In discussing the dynamic models, we pointed out how they help us to assess the short- and long-run impact of an explanatory variable on the dependent variable. The next topic we discussed related to the phenomenon of spurious, or nonsense, regression. Spurious regression arises when we regress a nonstationary random variable on one or more nonstationary random variables. A time series is said to be (weakly) stationary, if its mean, variance, and covariances at various lags are not time dependent. To find out whether a time series is stationary, we can use the unit root test. If the unit root test (or other tests) shows that the time series of interest is stationary, then the regression based on such time series may not be spurious. We also introduced the concept of cointegration. Two or more time series are said to be cointegrated if there is a stable, long-term relationship between the two even though individually each may be nonstationary.

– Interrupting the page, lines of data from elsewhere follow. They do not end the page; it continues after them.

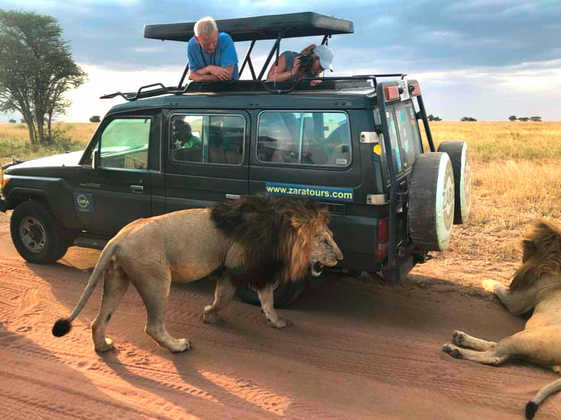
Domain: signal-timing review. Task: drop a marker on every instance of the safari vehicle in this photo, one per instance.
(353, 143)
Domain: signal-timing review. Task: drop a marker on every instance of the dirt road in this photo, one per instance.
(356, 350)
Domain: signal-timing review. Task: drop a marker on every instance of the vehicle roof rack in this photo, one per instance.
(369, 81)
(290, 25)
(277, 27)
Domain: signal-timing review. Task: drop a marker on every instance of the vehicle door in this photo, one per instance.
(207, 158)
(118, 190)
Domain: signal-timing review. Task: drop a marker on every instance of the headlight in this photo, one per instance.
(3, 181)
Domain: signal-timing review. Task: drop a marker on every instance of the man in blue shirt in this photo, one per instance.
(211, 54)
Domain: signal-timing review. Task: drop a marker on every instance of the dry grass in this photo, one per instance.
(516, 172)
(516, 178)
(14, 140)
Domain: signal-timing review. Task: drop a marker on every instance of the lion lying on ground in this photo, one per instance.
(256, 240)
(536, 285)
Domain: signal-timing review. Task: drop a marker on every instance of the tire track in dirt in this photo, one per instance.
(241, 368)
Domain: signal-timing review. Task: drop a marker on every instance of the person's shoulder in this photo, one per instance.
(225, 37)
(192, 42)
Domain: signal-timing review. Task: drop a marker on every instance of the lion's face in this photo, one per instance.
(325, 251)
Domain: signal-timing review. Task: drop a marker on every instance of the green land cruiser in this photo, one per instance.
(353, 143)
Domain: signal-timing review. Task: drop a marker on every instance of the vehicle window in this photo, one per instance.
(207, 138)
(309, 138)
(124, 144)
(408, 133)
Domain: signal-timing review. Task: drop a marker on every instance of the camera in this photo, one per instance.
(306, 63)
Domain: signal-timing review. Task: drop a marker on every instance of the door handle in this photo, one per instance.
(136, 188)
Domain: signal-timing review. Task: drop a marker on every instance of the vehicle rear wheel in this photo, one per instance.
(431, 201)
(36, 234)
(284, 294)
(458, 152)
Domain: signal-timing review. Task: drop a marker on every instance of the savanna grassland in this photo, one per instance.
(516, 177)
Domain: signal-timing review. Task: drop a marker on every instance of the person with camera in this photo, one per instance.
(310, 62)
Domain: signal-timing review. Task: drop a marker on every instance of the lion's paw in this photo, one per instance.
(105, 347)
(182, 344)
(210, 317)
(490, 285)
(281, 323)
(459, 338)
(452, 350)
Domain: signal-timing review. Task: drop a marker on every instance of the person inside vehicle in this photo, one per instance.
(211, 54)
(310, 62)
(183, 135)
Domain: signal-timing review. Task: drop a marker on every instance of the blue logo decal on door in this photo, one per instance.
(84, 202)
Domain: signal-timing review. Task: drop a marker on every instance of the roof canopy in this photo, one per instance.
(289, 25)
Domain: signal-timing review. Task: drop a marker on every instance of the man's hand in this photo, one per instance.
(221, 73)
(295, 66)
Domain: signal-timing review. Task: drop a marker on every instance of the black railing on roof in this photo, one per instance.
(328, 83)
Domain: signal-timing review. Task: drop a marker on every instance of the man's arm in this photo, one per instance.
(211, 73)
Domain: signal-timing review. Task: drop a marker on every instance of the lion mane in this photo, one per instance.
(541, 254)
(275, 233)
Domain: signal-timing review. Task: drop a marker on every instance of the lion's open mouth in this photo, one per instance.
(317, 269)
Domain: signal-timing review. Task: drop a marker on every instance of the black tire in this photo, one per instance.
(431, 201)
(285, 294)
(458, 152)
(36, 234)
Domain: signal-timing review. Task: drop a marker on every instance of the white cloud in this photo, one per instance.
(85, 100)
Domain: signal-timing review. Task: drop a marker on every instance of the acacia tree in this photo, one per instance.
(36, 70)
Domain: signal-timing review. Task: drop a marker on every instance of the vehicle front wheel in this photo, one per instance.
(36, 234)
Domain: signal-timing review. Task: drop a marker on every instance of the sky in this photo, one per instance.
(479, 58)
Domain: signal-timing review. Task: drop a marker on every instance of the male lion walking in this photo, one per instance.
(256, 240)
(536, 285)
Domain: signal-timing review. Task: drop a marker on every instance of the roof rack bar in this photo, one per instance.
(276, 46)
(250, 65)
(247, 58)
(183, 76)
(149, 86)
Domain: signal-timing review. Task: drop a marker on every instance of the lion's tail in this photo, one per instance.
(542, 394)
(63, 325)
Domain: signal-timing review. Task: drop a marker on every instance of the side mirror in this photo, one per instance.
(96, 160)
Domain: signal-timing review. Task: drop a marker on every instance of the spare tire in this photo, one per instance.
(457, 150)
(431, 201)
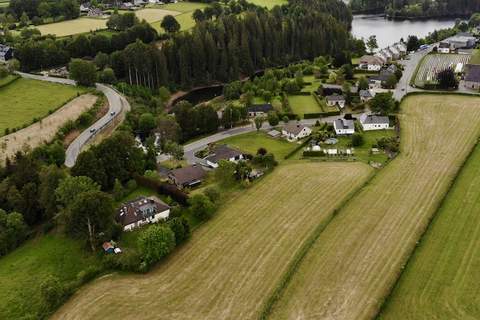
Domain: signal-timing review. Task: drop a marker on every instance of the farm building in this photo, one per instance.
(374, 122)
(140, 211)
(259, 109)
(366, 95)
(294, 131)
(370, 63)
(223, 152)
(344, 126)
(472, 76)
(336, 100)
(187, 177)
(444, 47)
(6, 53)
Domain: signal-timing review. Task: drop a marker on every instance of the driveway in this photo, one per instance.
(117, 106)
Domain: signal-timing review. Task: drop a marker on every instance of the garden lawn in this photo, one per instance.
(370, 139)
(356, 260)
(251, 142)
(71, 27)
(303, 104)
(23, 270)
(234, 261)
(268, 3)
(25, 99)
(441, 280)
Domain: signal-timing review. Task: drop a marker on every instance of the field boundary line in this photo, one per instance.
(293, 266)
(425, 232)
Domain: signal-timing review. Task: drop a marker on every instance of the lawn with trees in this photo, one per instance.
(25, 101)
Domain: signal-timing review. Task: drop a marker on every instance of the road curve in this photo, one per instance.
(117, 105)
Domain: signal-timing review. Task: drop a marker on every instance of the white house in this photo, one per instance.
(141, 211)
(366, 95)
(223, 152)
(370, 63)
(344, 126)
(444, 47)
(374, 122)
(294, 131)
(336, 100)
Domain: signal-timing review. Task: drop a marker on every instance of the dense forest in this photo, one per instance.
(233, 46)
(418, 8)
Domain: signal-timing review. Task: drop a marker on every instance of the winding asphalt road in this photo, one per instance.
(117, 105)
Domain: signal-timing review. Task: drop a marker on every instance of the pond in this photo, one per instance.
(391, 31)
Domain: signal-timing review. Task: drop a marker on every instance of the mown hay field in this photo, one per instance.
(233, 262)
(358, 257)
(442, 279)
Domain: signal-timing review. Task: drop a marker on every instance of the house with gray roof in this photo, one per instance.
(223, 152)
(472, 76)
(371, 122)
(141, 211)
(344, 126)
(294, 131)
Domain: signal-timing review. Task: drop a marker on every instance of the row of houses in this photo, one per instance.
(462, 40)
(368, 122)
(378, 60)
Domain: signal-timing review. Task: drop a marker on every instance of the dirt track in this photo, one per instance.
(44, 130)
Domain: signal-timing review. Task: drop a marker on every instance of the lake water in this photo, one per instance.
(391, 31)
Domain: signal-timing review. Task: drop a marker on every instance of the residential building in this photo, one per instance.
(259, 109)
(344, 126)
(472, 76)
(370, 63)
(336, 100)
(187, 177)
(444, 47)
(6, 53)
(366, 95)
(374, 122)
(141, 211)
(223, 152)
(294, 131)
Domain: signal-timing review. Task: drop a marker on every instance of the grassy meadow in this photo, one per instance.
(441, 280)
(233, 262)
(357, 259)
(18, 108)
(23, 271)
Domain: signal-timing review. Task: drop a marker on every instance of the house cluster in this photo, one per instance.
(6, 53)
(368, 122)
(462, 40)
(382, 57)
(141, 211)
(334, 95)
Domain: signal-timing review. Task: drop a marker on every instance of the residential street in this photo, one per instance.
(117, 105)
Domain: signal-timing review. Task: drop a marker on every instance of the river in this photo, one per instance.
(390, 31)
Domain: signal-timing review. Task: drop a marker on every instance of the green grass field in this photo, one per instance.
(303, 104)
(22, 272)
(24, 100)
(441, 280)
(370, 138)
(268, 3)
(251, 142)
(71, 27)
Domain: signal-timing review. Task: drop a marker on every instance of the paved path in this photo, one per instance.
(117, 106)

If this is the case, regression involving such time series may not be spurious. Next we introduced the random walk model, with or without drift. Several financial time series are found to follow a random walk; that is, they are nonstationary either in their mean value or their variance or both. Variables with these characteristics are said to follow stochastic trends. Stock prices are a prime example of a random walk. It is hard to tell what the price of a stock will be tomorrow just by knowing its price today. The best guess about tomorrow’s price is today’s price plus or minus a random error term (or shock, as it is called). If we could predict tomorrow’s price fairly accurately, we would all be millionaires!
The next topic we discussed in this chapter was the dummy dependent variable, where the dependent variable can take values of either 1 or 0. Although such models can be estimated by OLS, in which case they are called linear probability models (LPM), this is not the recommended procedure since probabilities estimated from such models can sometimes be negative or greater than 1. Therefore, such models are usually estimated by the logit or probit procedures. In this chapter we illustrated the logit model with concrete examples. Thanks to excellent computer packages, estimation of logit and probit models is no longer a mysterious or forbidding task.